Many may wonder that, while Cantonese and the Teochew dialect are extensively spoken by the overseas Chinese community, why is Mandarin the official language of China?
What is the history of Mandarin?
The predecessor of Mandarin (普通话 Pǔ tōng huà) is the Beijing dialect (北京话 Běi jīng huà), which dates back to the Ming Dynasty in China and has a history of about 600 years. In fact, the Beijing dialect that is now widely spoken was not originally the native language of Beijing.

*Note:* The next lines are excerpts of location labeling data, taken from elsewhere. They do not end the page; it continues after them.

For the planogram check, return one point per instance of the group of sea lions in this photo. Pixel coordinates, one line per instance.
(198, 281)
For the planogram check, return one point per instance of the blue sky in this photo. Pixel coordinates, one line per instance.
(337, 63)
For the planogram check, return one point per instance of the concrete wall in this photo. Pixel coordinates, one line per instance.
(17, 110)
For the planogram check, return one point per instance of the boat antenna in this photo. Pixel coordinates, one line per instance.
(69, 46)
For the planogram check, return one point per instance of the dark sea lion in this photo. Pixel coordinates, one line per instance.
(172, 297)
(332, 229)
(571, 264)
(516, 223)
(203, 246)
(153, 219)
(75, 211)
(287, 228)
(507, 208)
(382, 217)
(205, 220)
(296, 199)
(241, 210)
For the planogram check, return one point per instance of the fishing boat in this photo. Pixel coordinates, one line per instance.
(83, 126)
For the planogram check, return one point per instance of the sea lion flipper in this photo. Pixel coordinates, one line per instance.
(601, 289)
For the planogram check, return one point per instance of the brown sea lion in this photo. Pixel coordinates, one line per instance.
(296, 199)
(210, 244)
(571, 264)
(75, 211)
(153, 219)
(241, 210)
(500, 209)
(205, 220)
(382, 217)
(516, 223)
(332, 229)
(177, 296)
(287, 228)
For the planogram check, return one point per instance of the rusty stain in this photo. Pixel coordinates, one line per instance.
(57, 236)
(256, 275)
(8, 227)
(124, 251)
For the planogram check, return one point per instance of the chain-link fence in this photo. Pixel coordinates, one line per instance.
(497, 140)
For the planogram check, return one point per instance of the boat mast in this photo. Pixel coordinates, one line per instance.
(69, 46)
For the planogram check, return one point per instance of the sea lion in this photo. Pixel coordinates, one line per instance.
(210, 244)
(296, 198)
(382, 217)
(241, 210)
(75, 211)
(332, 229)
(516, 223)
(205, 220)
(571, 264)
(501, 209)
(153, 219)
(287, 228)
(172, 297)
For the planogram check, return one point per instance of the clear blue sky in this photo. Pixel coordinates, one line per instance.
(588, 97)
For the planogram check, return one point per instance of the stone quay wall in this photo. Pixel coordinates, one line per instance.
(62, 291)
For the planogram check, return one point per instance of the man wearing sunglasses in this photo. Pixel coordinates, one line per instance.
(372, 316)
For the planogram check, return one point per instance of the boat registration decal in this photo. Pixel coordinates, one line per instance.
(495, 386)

When the Ming Dynasty (明朝 Míng cháo) was founded, its capital was Nanjing (南京Nán Jīng). Following the death of the dynasty’s emperor, Zhu Yuanzhang (朱元璋 Zhū yuán zhāng, or the Hongwu Emperor), Zhu Di, or the Yongle Emperor usurped the throne that had belonged to Zhu Yuanzhang’s nephew, while relocating the capital to Beijing. 100,000 aristocrats from Nanjing moved north with Zhu Di, and Beijing was the abandoned capital of the old dynasty, the Yuan Dynasty (元朝 Yuán cháo) at this time, with its adherents (遗民 Yí mín) who remained there primarily speaking Mongolian and a few languages from the area west of the Central Plains of ancient China. As the time went by, the Nanjing dialect and these dialects gradually merged to form the modern Beijing dialect when these southern people moved in.
Mandarin, the predecessor of the Beijing dialect, was recognized only 60 years ago and was first confirmed as an official language of China in October 1955, at the Academic Conference on the Standardization of Modern Chinese and the National Conference for Text Reform. Following that, the definition of Mandarin was established: Mandarin is the common language of the modern Chinese people of the Han ethnic group, with the Beijing dialect serving as the standard pronunciation, the northern dialect serving as the foundation dialect, and exemplary modern vernacular works serving as the grammatical norm. Mandarin was introduced to the Constitution as China’s official language and gradually spread throughout the country. The country “must promote the use of Mandarin,” according to the Chinese Constitution.
As is known to all, China has a vast territory with quite a number of ethnic groups, and there are more than 80 kinds of dialects that are commonly used in China. According to data, the least frequently used Ping dialect, among the top ten used dialects in China, is still spoken by two million people.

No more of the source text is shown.